Useful commands to gather first

# Cinder side
openstack volume show <volume-id>
openstack volume attachment list --volume <volume-id>
openstack volume service list
sudo journalctl -u cinder-scheduler -n 200 --no-pager
sudo journalctl -u cinder-volume -n 200 --no-pager  # on the volume host
sudo journalctl -u cinder-api -n 100 --no-pager

# Compute / hypervisor side (on the host where the VM lives)
sudo journalctl -u nova-compute -n 200 --no-pager
sudo virsh list --all
sudo virsh dumpxml <instance-uuid> | grep -A2 disk
sudo multipath -ll  # for iSCSI/FC backends
sudo iscsiadm -m session  # for iSCSI

# Backend-specific
sudo rbd ls -p <cinder-pool>  # RBD
sudo lvs <cinder-volumes-vg>  # LVM
sudo showmount -e <nfs-host>  # NFS

Common findings this catches

  • os-vol-host-attr:host points to a dead cinder-volume service → migration of host pointer needed (cinder-manage volume update_hostonly with service stopped).
  • Attachment record exists but no <disk> in libvirt XML → orphan; safe to delete attachment record after confirming VM-side.
  • Scheduler accepted then volume errored → capacity filter mismatched (reserved_percentage too low, or backend reporting stale total_capacity_gb).
  • Volume in-use but VM deleted long ago → instance race during shutdown; attachment record never cleared.
  • error_deleting on RBD → snapshot dependency or watcher still holding the image.

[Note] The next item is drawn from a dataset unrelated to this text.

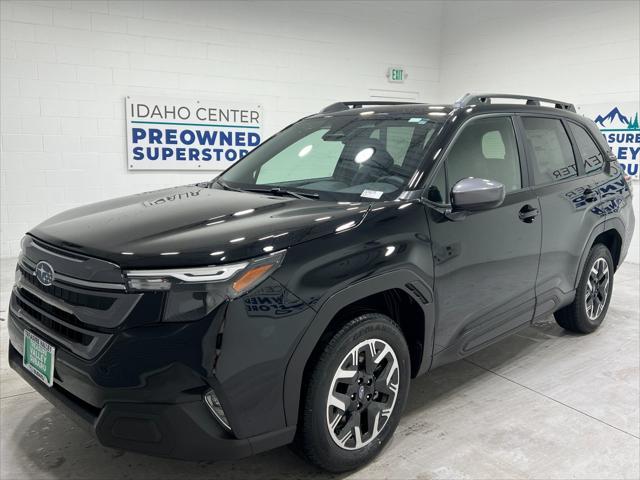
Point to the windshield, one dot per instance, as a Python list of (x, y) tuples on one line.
[(343, 157)]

When to escalate to your storage team

If the AI suggests:

  • Editing Cinder DB tables directly
  • rbd rm / lvremove while Cinder thinks the volume exists
  • cinder-manage volume update_host while cinder-volume is running

…stop and pull in storage on-call. These are the operations that cause the next incident, not the one you’re trying to solve.